EŞ VE YAKIN ANLAMLI / ANLAMDAŞ KELİMELER
Yazılışları ve okunuşları farklı anlamları aynı olan sözcüklere eş anlamlı (anlamdaş) kelimeler-sözcükler denir.
* Bunlar cümlede birbiriyle yer değiştirdiklerinde cümlenin anlamında değişiklik ve bozulma olmaz. Yukarıda örnekler verilmiştir.
* Sözcüklerin eş anlamlı olup olmadıkları, cümle içindeki kullanımlarından belli olur. Yani bir sözcüğün farklı cümlelerde değişik eş anlamları karşımıza çıkabilir.
Örnek :
- Kömür karası gözleri ışıl ışıl parlıyordu. (Kara-Siyah)
- Dost, kara günde belli olur. (Kara-Kötü)

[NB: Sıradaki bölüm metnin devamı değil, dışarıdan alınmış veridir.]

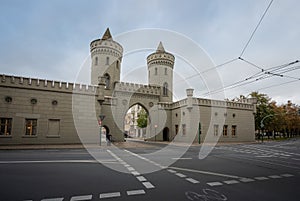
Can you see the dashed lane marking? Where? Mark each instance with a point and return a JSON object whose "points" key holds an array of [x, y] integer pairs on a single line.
{"points": [[275, 176], [214, 183], [181, 158], [52, 199], [109, 195], [81, 197], [192, 180], [141, 178], [231, 182], [180, 175], [147, 184], [287, 175], [261, 178], [136, 192], [246, 180]]}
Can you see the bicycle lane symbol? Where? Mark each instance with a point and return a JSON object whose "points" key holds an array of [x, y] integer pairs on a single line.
{"points": [[208, 195]]}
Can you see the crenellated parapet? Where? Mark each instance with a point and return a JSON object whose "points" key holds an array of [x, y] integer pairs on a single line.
{"points": [[245, 105], [137, 88], [11, 81]]}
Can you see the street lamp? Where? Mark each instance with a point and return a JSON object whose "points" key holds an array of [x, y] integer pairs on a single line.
{"points": [[262, 125], [155, 126], [101, 117]]}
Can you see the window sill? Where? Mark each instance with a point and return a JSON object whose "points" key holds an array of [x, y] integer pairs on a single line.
{"points": [[5, 136], [29, 136], [53, 136]]}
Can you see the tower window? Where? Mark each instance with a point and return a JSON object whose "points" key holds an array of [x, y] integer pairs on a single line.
{"points": [[165, 89], [31, 125], [107, 81]]}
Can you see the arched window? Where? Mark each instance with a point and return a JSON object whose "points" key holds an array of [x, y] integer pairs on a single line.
{"points": [[165, 89], [107, 81]]}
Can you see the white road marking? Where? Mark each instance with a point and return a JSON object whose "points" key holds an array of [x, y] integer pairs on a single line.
{"points": [[287, 175], [81, 197], [231, 182], [246, 180], [275, 177], [192, 180], [135, 173], [136, 192], [148, 184], [181, 158], [109, 195], [51, 161], [130, 168], [141, 178], [206, 172], [180, 175], [52, 199], [172, 171], [261, 178], [214, 183]]}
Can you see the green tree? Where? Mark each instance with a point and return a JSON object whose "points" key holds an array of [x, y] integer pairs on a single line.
{"points": [[142, 120], [263, 109]]}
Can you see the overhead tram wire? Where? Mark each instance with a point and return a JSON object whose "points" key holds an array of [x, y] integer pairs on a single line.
{"points": [[257, 77], [209, 69]]}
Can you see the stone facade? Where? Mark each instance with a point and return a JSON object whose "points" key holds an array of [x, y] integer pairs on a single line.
{"points": [[37, 111]]}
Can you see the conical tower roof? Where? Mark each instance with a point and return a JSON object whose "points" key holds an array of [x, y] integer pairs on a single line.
{"points": [[107, 35], [160, 47]]}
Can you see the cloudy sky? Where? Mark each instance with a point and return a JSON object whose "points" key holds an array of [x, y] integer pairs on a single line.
{"points": [[50, 40]]}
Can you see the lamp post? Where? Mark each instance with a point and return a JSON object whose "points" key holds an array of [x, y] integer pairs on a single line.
{"points": [[262, 125], [101, 117], [155, 126]]}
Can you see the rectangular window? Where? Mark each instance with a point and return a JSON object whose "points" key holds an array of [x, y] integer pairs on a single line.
{"points": [[183, 129], [176, 129], [53, 127], [30, 127], [216, 130], [233, 130], [5, 126], [225, 130]]}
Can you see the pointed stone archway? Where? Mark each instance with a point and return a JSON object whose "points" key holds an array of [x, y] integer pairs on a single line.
{"points": [[166, 136]]}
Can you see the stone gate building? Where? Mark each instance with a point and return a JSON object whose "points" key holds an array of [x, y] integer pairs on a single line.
{"points": [[39, 111]]}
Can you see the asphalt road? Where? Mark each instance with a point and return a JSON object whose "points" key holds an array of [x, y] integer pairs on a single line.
{"points": [[244, 172]]}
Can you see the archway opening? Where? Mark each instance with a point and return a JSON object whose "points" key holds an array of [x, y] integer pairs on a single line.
{"points": [[136, 122], [166, 134]]}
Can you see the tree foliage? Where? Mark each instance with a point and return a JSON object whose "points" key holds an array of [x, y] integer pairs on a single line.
{"points": [[283, 119], [142, 120]]}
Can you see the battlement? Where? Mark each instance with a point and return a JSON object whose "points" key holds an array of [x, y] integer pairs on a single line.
{"points": [[46, 85], [246, 104], [137, 88]]}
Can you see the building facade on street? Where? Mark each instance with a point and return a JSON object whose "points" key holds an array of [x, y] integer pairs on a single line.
{"points": [[39, 111]]}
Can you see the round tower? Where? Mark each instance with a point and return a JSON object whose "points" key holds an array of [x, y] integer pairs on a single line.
{"points": [[106, 55], [160, 72]]}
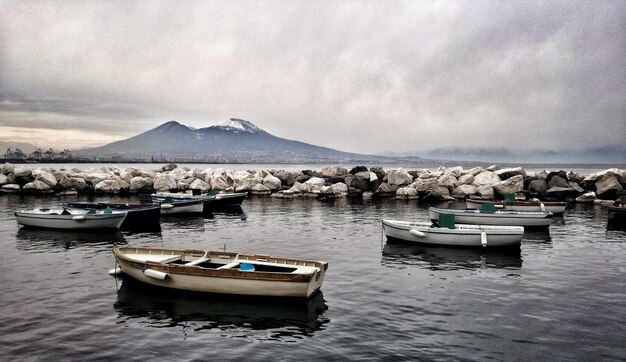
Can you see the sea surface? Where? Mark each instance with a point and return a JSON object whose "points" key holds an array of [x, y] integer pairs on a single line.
{"points": [[562, 297]]}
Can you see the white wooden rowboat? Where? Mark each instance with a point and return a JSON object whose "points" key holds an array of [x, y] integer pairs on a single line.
{"points": [[459, 235], [555, 207], [70, 219], [221, 272], [499, 217]]}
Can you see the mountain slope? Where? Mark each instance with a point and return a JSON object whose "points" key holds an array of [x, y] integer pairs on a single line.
{"points": [[233, 140]]}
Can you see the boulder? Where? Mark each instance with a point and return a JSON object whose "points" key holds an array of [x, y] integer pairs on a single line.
{"points": [[164, 181], [464, 191], [439, 193], [137, 183], [300, 187], [332, 171], [485, 192], [507, 173], [8, 168], [45, 177], [560, 193], [399, 177], [358, 181], [75, 183], [380, 173], [448, 181], [286, 178], [41, 186], [607, 187], [587, 198], [538, 186], [260, 190], [315, 183], [198, 184], [271, 182], [475, 171], [486, 178], [339, 188], [557, 181], [509, 186], [466, 179], [11, 188], [112, 186], [386, 190], [406, 193], [423, 185], [358, 169]]}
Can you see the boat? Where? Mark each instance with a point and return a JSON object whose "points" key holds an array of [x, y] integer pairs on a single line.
{"points": [[409, 232], [211, 199], [220, 271], [484, 216], [170, 206], [555, 207], [616, 218], [71, 219], [138, 216]]}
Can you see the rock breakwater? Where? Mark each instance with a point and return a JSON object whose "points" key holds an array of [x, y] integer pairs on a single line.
{"points": [[445, 183]]}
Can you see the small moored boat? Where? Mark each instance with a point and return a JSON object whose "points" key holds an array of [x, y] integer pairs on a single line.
{"points": [[221, 272], [498, 217], [138, 216], [555, 207], [71, 219], [170, 206], [211, 199], [407, 232]]}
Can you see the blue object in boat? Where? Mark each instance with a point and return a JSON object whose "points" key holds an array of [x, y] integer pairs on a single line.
{"points": [[246, 267]]}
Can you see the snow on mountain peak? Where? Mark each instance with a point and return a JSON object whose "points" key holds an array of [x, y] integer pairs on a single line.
{"points": [[239, 125]]}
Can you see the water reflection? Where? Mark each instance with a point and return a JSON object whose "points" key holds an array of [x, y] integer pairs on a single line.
{"points": [[183, 222], [30, 239], [446, 258], [161, 308], [537, 236]]}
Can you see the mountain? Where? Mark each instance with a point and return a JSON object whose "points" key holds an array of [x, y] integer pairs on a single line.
{"points": [[25, 147], [232, 141]]}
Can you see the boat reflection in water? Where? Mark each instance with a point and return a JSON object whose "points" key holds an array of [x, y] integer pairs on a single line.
{"points": [[256, 318], [30, 239], [448, 258]]}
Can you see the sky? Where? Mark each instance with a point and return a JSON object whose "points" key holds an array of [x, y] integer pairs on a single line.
{"points": [[358, 76]]}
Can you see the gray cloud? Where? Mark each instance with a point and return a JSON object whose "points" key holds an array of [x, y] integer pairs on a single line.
{"points": [[363, 76]]}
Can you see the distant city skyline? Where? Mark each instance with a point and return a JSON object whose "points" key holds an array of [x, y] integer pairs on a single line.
{"points": [[364, 76]]}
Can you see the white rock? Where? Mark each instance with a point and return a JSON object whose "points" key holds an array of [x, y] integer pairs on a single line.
{"points": [[486, 178], [198, 184], [164, 181], [271, 182], [138, 182], [11, 188], [399, 177], [45, 177]]}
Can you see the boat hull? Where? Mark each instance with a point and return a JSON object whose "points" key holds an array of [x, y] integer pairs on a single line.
{"points": [[462, 235], [56, 220], [138, 217], [182, 207], [221, 278], [548, 206], [503, 218]]}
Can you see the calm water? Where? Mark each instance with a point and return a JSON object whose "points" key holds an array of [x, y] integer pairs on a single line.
{"points": [[562, 298]]}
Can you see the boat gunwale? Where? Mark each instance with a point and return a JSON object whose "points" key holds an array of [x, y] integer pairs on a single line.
{"points": [[196, 270]]}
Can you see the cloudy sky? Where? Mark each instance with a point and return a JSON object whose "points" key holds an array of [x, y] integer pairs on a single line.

* Eş anlamlılıkla ilgili sorular, bazen "altı çizili sözcüğün cümleye kattığı anlam", "hangisinde...anlamı vardır?" gibi de sorulabilir.
Anlamdaş (eş anlamlı) olmadıkları halde zaman zaman birbirinin yerine kullanılan sözcüklere yakın anlamlı sözcükler denir. Bakmak, görmek, izlemek, seyretmek gibi.